If you are currently a real estate investor or invest in the stock market, you may have been told by your personal investment broker that you should be more diversified. If your portfolio is a little one sided you probably should listen to them. Heck, it couldn’t hurt. You may find you actually like going out and finding new treasures to add to your collection.
The big disadvantage of this type of investing is the fact that it may be difficult to liquidate if you should find yourself in need of some quick cash. Your broker may be able to help arrange a deal to sell but it will probably take some time to accomplish.
If your traditional investments are not bringing in adequate cash flow, you may be able to use your non-traditional investment assets as collateral for a loan from your friendly, neighborhood lending institution.
In this present economy, investing in stocks, bonds, and T-bills can be quite risky and you could stand to lose everything. If you are diversified then at least you have some net worth left when all is said and done. When the housing bubble burst, a lot of people lost their homes to foreclosure and this housing crisis continues even as we speak.
Another disadvantage of diversifying and getting into non-traditional investment opportunities is the fact that determining the full worth of your collection is difficult at best.
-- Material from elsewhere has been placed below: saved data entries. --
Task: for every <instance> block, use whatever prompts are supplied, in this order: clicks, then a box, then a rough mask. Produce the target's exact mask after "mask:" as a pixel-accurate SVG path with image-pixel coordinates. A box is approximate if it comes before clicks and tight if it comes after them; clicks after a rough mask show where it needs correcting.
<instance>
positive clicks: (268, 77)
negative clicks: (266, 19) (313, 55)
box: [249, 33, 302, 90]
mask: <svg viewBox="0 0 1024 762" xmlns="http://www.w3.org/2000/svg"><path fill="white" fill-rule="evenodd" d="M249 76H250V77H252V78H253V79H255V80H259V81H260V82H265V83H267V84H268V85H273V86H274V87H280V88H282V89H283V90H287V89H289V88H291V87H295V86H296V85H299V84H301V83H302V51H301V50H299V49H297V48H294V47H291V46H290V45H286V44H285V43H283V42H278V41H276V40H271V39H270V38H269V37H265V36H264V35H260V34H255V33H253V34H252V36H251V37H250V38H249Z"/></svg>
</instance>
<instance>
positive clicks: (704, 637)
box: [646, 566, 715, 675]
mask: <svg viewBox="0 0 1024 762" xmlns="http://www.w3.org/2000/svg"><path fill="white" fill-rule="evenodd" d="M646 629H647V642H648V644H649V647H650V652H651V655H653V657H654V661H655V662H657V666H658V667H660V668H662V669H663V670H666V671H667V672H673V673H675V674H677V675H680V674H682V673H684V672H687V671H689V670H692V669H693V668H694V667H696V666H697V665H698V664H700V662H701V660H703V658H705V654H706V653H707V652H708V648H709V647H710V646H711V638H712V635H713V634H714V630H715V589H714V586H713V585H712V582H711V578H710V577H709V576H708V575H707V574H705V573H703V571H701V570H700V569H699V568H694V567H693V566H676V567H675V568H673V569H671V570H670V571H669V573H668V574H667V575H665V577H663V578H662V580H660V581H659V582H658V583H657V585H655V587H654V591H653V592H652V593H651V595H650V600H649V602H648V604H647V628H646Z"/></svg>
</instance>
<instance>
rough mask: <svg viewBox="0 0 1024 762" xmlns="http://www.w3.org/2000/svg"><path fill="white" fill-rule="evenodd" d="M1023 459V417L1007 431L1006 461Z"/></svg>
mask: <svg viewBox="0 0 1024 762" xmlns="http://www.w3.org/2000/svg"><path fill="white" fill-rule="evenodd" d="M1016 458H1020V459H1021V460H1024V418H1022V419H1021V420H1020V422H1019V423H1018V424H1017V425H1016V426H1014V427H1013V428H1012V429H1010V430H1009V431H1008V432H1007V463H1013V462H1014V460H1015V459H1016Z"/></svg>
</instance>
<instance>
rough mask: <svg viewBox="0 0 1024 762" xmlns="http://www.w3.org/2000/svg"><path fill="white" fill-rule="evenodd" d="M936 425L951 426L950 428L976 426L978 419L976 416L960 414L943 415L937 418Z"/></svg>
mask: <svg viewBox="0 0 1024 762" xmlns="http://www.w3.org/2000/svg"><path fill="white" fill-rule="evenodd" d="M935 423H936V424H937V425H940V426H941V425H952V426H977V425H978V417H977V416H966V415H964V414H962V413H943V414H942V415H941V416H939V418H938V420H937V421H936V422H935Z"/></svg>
There is no structured agency or agencies to help figure out what a certain collection is worth. Your best bet is to take it to an appraisor for a ball park idea of what it might be worth.
Criteria for determining the worth of a certain collection depends on several factors. Mainly, the condition of the various pieces of the collection and how well they are preserved. If the pieces have dates on them or some type of insignia they may be worth more than other collections. Investments like these are usually obtained only to increase someone’s net worth and not as a form of positive cash flow.
Diversifying your portfolio is the best way to go. Having assets that can be liquidated easier than others in times of crisis to give you access to quick cash is preferred. Having real estate investments that give you positive monthly cash flow make the inability of the alternative investments in your portfolio to become liquid quickly a non-issue. Some things in this life you are just supposed to be able to hold onto forever.